Creating sublists in a for comprehension

Hello all,

I’m going through the open source beta version of the Dockyard Academy curriculum (GitHub - DockYard-Academy/beta_curriculum) and I’m doing some exercises about for comprehensions.
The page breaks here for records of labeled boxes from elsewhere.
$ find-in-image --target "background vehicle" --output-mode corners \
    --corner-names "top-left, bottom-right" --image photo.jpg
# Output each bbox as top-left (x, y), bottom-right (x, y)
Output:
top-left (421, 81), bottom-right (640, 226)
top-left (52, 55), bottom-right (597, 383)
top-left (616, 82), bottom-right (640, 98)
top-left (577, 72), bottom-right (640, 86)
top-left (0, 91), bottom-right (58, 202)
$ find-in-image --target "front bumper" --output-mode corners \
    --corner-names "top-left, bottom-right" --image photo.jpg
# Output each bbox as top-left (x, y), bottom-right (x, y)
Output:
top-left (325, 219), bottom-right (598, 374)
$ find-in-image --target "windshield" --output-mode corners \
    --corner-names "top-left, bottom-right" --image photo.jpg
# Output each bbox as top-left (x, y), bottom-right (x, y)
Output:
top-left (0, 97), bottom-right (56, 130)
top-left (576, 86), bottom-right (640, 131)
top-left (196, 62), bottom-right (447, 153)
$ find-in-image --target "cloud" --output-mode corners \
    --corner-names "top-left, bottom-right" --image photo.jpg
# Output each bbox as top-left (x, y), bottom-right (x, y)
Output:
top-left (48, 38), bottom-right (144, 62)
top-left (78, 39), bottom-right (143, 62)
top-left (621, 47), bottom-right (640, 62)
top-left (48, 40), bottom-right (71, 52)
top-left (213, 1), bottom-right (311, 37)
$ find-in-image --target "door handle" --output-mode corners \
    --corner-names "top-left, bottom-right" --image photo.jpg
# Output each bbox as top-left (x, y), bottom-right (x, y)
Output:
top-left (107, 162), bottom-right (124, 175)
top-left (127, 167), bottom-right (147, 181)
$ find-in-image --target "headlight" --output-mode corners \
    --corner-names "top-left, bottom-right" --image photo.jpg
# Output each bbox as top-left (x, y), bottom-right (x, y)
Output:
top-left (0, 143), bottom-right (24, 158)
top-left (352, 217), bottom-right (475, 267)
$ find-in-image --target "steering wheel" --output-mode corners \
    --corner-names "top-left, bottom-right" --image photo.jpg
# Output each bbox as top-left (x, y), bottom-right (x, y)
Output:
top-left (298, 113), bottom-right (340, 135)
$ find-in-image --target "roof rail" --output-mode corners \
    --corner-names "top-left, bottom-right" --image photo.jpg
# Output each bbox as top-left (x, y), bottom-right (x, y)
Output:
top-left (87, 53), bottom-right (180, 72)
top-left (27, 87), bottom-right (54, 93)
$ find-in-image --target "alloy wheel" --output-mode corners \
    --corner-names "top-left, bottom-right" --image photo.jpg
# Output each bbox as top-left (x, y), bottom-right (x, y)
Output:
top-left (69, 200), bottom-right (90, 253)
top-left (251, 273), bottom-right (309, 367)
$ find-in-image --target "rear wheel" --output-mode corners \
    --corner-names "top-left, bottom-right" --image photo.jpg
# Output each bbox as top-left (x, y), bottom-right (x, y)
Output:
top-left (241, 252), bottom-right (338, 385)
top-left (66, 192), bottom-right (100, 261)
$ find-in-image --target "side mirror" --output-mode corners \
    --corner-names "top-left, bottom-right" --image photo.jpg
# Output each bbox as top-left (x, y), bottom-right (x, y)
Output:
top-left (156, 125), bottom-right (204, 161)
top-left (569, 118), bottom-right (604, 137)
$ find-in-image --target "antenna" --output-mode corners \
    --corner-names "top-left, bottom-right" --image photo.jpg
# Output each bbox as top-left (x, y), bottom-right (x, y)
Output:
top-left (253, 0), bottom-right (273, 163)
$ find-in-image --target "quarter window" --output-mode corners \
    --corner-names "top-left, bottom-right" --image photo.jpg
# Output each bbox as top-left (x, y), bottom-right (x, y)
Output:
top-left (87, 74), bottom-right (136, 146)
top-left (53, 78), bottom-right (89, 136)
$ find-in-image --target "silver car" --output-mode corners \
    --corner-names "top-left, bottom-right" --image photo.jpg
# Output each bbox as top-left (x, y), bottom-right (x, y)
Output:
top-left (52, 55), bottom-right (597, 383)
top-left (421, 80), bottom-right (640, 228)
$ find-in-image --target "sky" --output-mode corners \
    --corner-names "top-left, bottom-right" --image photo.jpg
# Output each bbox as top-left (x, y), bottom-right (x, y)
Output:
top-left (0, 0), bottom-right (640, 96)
In one of these exercises I have to convert the following nested Enum.map into a comprehension with three generators:

``````Enum.map(1..3, fn a -> Enum.map(1..3, fn b -> {a, b} end) end)
# Result:
[[{1, 1}, {1, 2}, {1, 3}], [{2, 1}, {2, 2}, {2, 3}], [{3, 1}, {3, 2}, {3, 3}]]
``````

My best guess has only two generators and results in one list without sublists:

``````for a <- 1..3, b <- 1..3, do: {a, b}
# Result:
[{1, 1}, {1, 2}, {1, 3}, {2, 1}, {2, 2}, {2, 3}, {3, 1}, {3, 2}, {3, 3}]
``````

I assume the third generator (the one I am still missing) will create the 3 sublists. But I have no clue how this generator would look like. Any ideas?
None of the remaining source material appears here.